# Photo Buyer : Looking for an alternative to stock photo galleries



## Colt (Apr 28, 2011)

I'm looking for a website that may or may not yet exist, where a potential photo license purchaser might describe the photo they are looking for and get responses from photo owners willing to license photos that meet the description.
I'm a website designer and I often find myself needing a photo (or photo series) that would be prohibitively expensive to set up from scratch, but which might already exist in someone's licensable collection.
My current need might serve as a good example of what I am talking about.  I'm doing a website for a company that provides profit-enhancing services to lawyers, so I would love some front page artwork that shows a pair of extremely well dressed professional people (mixed gender) getting out of a high end luxury car and maybe carrying briefcases.  I'd like the emotional content of the photo to show positivity, confidence and happiness; sort of a "the world is ours" energy. It would also be great if the same models could appear in some generic business scenes, shaking hands with clients, sitting behind a desk, etc.  Again with that world conquering attitude.  I'd be looking for non-exclusive web publishing rights for a single site and I would need model releases and the rest of the keep us out of court later documentation.
As you can see, setting up this kind of photo set would be costly with high-end fashions and car rental added to the talent costs.  But I figure I can't be the first person to need this style of imagery and I'm willing to vary pretty dramatically within the guidelines I've described.  So I'm wondering if there is a site out there where this kind of request can be fielded against photographer's existing collections.  I have spent far too many hours in frustration searching stock photo galleries.  
If there isn't already a site to meet this need, I'm actually considering putting one together, so please talk back at me with feature ideas if you want to.
Now in this particular case, my client hasn't signed the contract yet, so please don't race out and get your millionaire brother and his girlfriend to pose around their car.  I can't promise a purchase yet.  But as soon as I can, I will let you know.

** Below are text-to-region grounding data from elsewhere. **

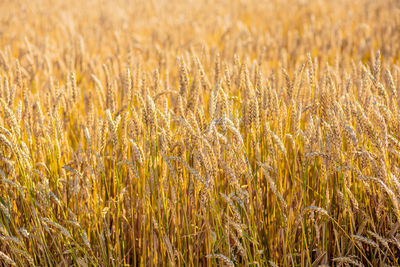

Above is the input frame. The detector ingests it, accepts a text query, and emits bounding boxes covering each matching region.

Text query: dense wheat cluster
[2,0,400,266]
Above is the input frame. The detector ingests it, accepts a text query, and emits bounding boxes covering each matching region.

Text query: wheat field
[1,0,400,266]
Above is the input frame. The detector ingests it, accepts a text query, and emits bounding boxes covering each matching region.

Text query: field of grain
[1,0,400,266]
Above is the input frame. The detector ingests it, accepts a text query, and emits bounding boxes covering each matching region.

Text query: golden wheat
[1,0,400,266]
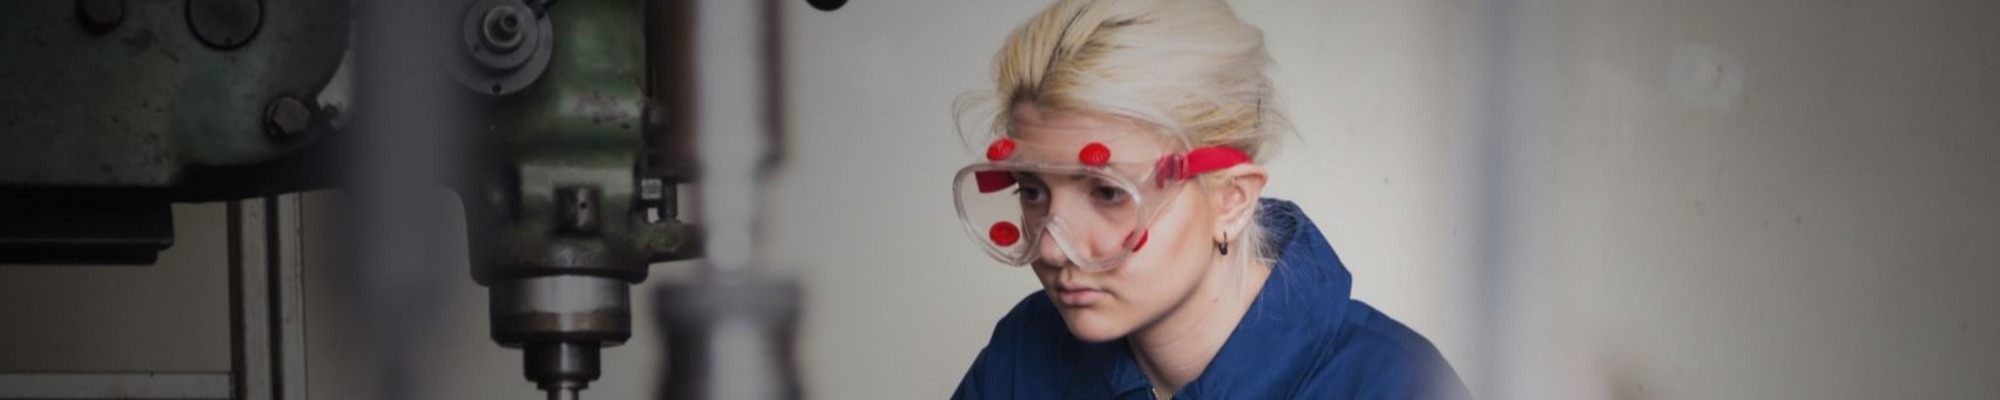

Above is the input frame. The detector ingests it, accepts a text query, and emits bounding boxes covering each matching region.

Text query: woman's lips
[1055,287,1107,306]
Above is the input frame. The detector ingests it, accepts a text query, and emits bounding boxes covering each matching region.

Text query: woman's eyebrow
[1007,172,1095,184]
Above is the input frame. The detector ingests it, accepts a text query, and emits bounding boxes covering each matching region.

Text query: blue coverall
[953,199,1471,399]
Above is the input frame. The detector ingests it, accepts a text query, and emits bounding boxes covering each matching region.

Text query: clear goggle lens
[953,163,1174,271]
[952,135,1251,272]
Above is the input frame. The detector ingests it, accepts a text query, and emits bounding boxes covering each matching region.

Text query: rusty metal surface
[0,0,347,187]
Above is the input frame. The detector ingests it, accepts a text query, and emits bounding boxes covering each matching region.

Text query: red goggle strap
[974,146,1251,194]
[1165,146,1253,182]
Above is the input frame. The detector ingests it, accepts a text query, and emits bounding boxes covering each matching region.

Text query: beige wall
[1507,0,2000,398]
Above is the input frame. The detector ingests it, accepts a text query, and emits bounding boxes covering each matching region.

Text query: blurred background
[1,0,1996,399]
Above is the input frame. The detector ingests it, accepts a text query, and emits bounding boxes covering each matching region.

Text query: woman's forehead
[1008,107,1175,163]
[1011,105,1141,131]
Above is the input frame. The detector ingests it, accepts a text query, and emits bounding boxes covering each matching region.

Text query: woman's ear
[1211,164,1268,242]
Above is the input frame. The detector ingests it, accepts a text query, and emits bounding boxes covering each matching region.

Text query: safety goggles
[952,135,1252,271]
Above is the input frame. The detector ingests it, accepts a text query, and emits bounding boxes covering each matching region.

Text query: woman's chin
[1059,309,1137,343]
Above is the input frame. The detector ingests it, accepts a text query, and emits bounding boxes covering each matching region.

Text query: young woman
[948,0,1468,398]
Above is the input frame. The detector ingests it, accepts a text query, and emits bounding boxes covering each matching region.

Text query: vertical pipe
[693,0,774,274]
[347,0,471,398]
[1469,0,1554,398]
[656,1,802,400]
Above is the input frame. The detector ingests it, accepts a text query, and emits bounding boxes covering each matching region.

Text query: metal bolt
[187,0,264,50]
[482,5,527,52]
[75,0,124,34]
[263,96,313,140]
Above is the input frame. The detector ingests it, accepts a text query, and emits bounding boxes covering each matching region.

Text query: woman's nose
[1033,192,1100,269]
[1033,226,1072,268]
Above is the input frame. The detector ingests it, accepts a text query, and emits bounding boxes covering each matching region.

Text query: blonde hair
[959,0,1288,267]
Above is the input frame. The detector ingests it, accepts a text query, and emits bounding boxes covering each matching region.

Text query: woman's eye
[1015,186,1049,204]
[1091,185,1129,203]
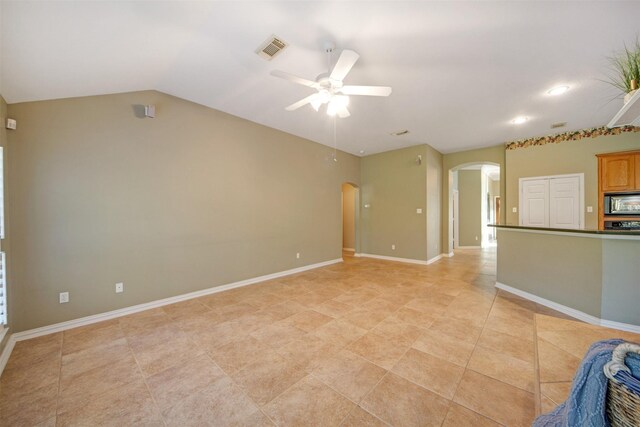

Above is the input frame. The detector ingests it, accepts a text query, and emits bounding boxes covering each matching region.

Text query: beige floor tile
[33,416,57,427]
[340,406,389,427]
[231,353,307,405]
[0,382,58,427]
[478,316,536,364]
[540,381,572,405]
[313,349,387,403]
[209,335,281,374]
[372,317,424,347]
[412,329,476,367]
[277,334,340,372]
[161,298,211,319]
[311,299,354,318]
[58,355,143,414]
[62,320,124,355]
[347,332,411,370]
[5,333,62,371]
[250,321,308,349]
[392,307,437,329]
[61,337,131,379]
[145,353,226,411]
[442,403,501,427]
[263,376,355,426]
[173,310,223,335]
[119,308,173,337]
[429,316,482,345]
[453,370,535,427]
[162,375,268,426]
[537,338,581,383]
[0,357,60,402]
[467,345,535,392]
[404,297,450,316]
[218,302,261,322]
[540,394,558,414]
[127,325,204,376]
[361,372,451,427]
[190,317,254,350]
[281,309,334,332]
[56,379,163,427]
[391,348,465,399]
[343,308,390,330]
[260,300,308,321]
[314,319,368,348]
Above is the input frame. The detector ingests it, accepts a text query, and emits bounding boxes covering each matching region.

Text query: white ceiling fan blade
[339,85,392,96]
[271,70,318,88]
[330,49,360,81]
[285,93,320,111]
[337,106,351,118]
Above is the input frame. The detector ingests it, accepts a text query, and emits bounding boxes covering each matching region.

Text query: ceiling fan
[271,43,392,118]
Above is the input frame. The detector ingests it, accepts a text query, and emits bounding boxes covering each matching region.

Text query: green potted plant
[605,37,640,104]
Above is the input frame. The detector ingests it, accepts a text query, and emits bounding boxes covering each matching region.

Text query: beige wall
[342,183,356,250]
[458,170,482,247]
[426,146,442,260]
[505,132,640,228]
[360,145,428,261]
[6,91,360,332]
[442,145,505,253]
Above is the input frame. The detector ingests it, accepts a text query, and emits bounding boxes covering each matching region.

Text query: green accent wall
[6,91,360,332]
[458,170,482,246]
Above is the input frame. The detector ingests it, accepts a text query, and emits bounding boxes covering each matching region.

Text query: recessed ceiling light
[359,150,366,154]
[511,116,529,125]
[547,85,570,96]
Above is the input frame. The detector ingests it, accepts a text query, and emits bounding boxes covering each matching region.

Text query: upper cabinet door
[600,154,635,192]
[636,154,640,190]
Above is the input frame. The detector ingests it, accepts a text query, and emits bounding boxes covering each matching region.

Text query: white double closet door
[520,174,582,229]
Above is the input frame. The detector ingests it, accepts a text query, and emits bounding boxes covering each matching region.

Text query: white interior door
[521,179,549,227]
[549,176,580,229]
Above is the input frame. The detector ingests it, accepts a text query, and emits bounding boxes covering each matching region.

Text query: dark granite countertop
[489,224,640,236]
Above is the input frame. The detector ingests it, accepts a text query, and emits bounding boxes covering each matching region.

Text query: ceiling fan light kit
[271,44,392,118]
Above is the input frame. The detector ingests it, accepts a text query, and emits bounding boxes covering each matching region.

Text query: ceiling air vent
[256,36,288,61]
[391,130,410,136]
[550,122,567,129]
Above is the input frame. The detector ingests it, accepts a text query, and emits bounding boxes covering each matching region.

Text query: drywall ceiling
[1,1,637,155]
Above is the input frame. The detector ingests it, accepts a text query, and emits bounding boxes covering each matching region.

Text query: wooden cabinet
[597,150,640,230]
[599,154,636,192]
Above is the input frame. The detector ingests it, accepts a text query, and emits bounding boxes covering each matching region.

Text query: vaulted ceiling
[1,1,637,155]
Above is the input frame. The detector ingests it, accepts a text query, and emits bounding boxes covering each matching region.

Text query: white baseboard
[358,253,429,265]
[457,245,482,249]
[0,258,342,377]
[495,282,640,334]
[442,252,454,257]
[426,254,442,265]
[0,333,15,376]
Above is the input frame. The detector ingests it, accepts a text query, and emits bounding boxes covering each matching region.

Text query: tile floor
[1,248,636,426]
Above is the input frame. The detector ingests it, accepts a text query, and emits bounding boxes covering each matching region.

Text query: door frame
[452,189,459,249]
[518,173,585,229]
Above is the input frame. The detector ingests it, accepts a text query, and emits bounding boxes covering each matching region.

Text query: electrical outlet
[391,244,396,250]
[115,282,124,293]
[587,206,593,213]
[416,208,423,214]
[512,207,517,213]
[296,253,300,259]
[475,236,479,241]
[59,292,69,304]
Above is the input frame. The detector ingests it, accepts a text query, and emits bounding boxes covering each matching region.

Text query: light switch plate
[512,207,517,213]
[59,292,69,304]
[416,208,423,214]
[115,282,124,293]
[587,206,593,213]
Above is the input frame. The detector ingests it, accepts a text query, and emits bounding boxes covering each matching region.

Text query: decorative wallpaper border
[505,125,640,150]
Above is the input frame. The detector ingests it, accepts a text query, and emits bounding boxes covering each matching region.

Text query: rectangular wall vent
[391,130,410,136]
[256,36,288,61]
[550,122,567,129]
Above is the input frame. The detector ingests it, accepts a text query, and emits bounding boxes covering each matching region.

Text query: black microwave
[604,193,640,216]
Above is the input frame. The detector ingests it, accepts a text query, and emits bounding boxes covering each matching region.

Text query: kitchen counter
[493,226,640,332]
[490,224,640,237]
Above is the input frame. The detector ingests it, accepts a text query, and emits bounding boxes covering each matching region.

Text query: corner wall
[458,170,482,246]
[360,145,428,261]
[7,90,360,332]
[0,95,10,354]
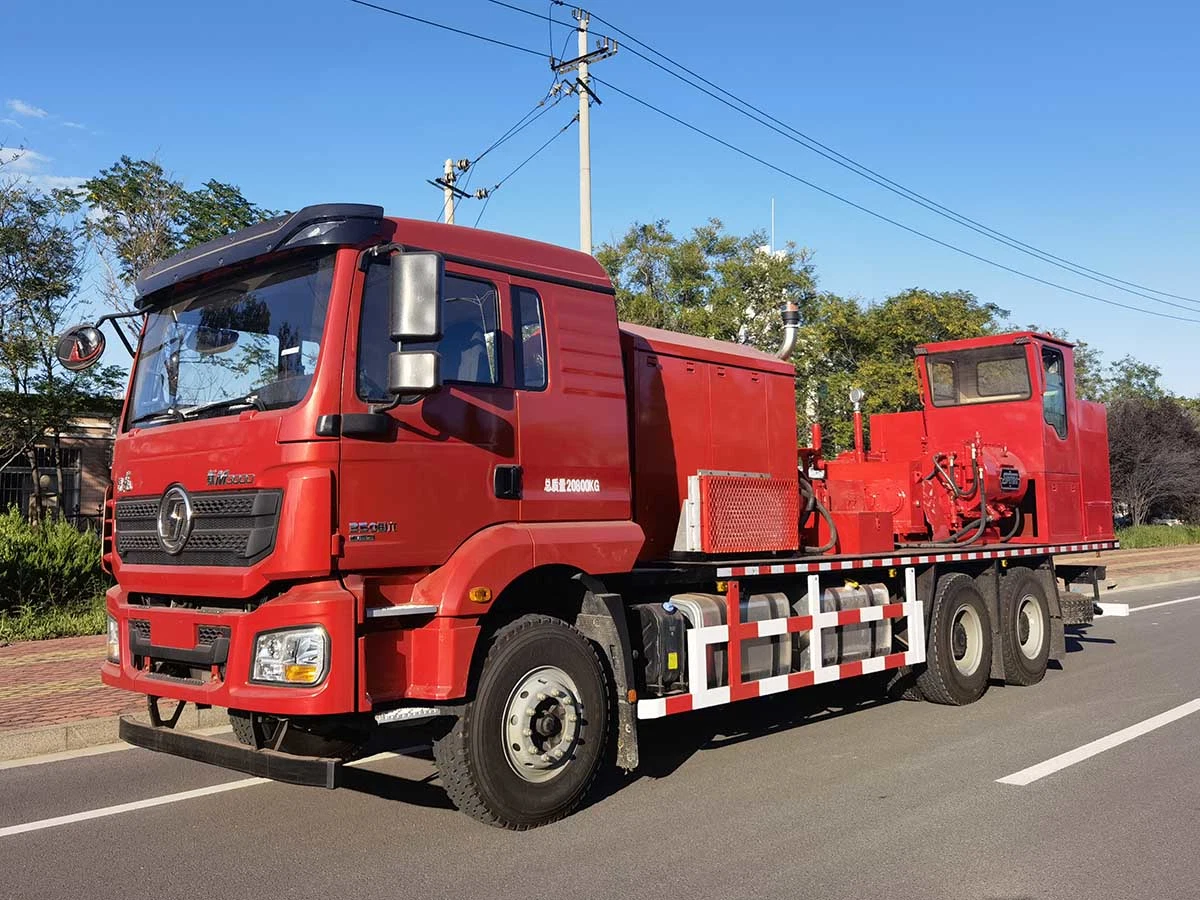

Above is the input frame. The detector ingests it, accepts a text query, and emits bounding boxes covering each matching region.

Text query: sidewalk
[1,543,1197,764]
[0,634,222,761]
[1058,544,1200,590]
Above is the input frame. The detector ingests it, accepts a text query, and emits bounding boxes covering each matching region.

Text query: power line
[592,76,1200,325]
[584,8,1200,308]
[350,1,1199,323]
[347,0,543,56]
[476,114,580,228]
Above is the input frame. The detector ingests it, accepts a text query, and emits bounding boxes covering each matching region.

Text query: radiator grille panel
[115,489,282,567]
[699,475,799,554]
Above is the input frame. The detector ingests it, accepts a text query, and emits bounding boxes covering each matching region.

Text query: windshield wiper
[127,408,185,428]
[177,393,266,419]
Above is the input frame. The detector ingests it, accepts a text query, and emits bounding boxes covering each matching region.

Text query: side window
[513,286,547,390]
[1042,347,1068,439]
[357,266,501,401]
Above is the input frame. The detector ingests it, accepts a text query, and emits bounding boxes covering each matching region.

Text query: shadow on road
[1064,624,1117,654]
[585,678,898,810]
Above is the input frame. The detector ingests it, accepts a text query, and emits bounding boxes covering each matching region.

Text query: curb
[0,705,227,764]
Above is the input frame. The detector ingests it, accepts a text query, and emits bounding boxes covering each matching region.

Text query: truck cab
[72,205,643,759]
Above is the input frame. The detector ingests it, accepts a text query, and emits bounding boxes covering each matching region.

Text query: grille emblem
[156,486,194,555]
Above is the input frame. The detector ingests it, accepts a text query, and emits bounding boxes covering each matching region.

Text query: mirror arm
[93,310,143,357]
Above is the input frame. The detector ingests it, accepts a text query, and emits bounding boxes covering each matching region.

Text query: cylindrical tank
[669,591,793,689]
[793,583,892,670]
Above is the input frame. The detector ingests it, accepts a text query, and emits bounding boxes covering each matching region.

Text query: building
[0,412,116,528]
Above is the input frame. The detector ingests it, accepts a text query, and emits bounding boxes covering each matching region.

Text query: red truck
[56,203,1116,828]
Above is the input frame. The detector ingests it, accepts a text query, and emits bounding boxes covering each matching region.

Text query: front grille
[115,489,282,567]
[129,619,151,641]
[197,624,231,645]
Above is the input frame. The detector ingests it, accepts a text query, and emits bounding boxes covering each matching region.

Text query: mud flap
[574,589,640,772]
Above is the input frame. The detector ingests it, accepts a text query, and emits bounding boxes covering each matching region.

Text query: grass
[1115,524,1200,549]
[0,595,107,644]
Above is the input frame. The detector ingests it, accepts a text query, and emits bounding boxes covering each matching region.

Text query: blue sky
[3,0,1198,392]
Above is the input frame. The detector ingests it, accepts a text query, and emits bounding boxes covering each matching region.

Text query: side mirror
[386,251,444,396]
[388,350,441,395]
[55,324,106,372]
[390,251,443,341]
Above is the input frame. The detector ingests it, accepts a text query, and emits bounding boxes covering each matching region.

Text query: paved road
[3,580,1199,900]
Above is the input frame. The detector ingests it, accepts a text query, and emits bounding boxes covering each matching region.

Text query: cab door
[336,257,519,570]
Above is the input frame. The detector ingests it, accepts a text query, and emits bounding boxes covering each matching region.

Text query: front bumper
[101,580,358,717]
[119,715,341,788]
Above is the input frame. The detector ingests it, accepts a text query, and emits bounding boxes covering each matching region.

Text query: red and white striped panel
[715,540,1118,579]
[637,599,925,719]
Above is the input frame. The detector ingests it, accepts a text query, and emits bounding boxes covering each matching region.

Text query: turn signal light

Thanks for your attention and any assistance you can provide,

- Henry E. Taylor  ("Colt")


----------



## orljustin (Apr 28, 2011)

Colt said:


> So I'm wondering if there is a site out there where this kind of request can be fielded against photographer's existing collections.



Yes.  They're called stock photo libraries.  Most the micros have a request board where you can post what you're looking for and people will respond.  I'd try there.


----------



## Colt (Apr 28, 2011)

Seems like I've overlooked something important!  I was beginning to hate those stock photo libraries because I could never find what I needed and I ate up all my time looking at images based on their very primitive search capabilities.
I will try out the request sections and hopefully get what I'm looking for!

Thanks!
- Henry


----------



## dnavarrojr (May 1, 2011)

The primary problem with most stock photo agencies is that they reject images that do not have a very broad commercial appeal.  I frequent the "request" threads on iStock, Shutterstock, etc... and more often than not they are full of complaints from artists who have submitted an image for a specific request and had the image rejected for "no commercial value".

You might try searching the Creative Commons library on Flickr as well as the Getty Library on Flickr.  Most of my EL licenses have been sold from photos on Flickr (including images for the covers of two books).  Just be EXTREMELY careful about only using Creative Commons or licenses images from Flickr and you'll be fine.


----------



## AUG19 (May 1, 2011)

It seems a good idea though Colt. Best of luck if you go ahead and try it.


----------



## skieur (May 1, 2011)

The alternative to stock photo galleries is to buy your own royalty free photos. They are handy to have around, when one is putting together a production or printed materials within time constraints and one needs a photo of an antique multi-person snowmobile, for example. 

skieur


----------



## Moonb007 (May 3, 2011)

You might also try CutCaster as they have a request section and are not as "corporate" stock...meaning its easier for a photographer to upload something fitting your needs.  Dreamstime also have a photo request section under the forums, also some people just start posting images and it can get over done.  Oh, DT will also let photographers just in the priority list if they are sending in an image your personally liked in the forum section.


----------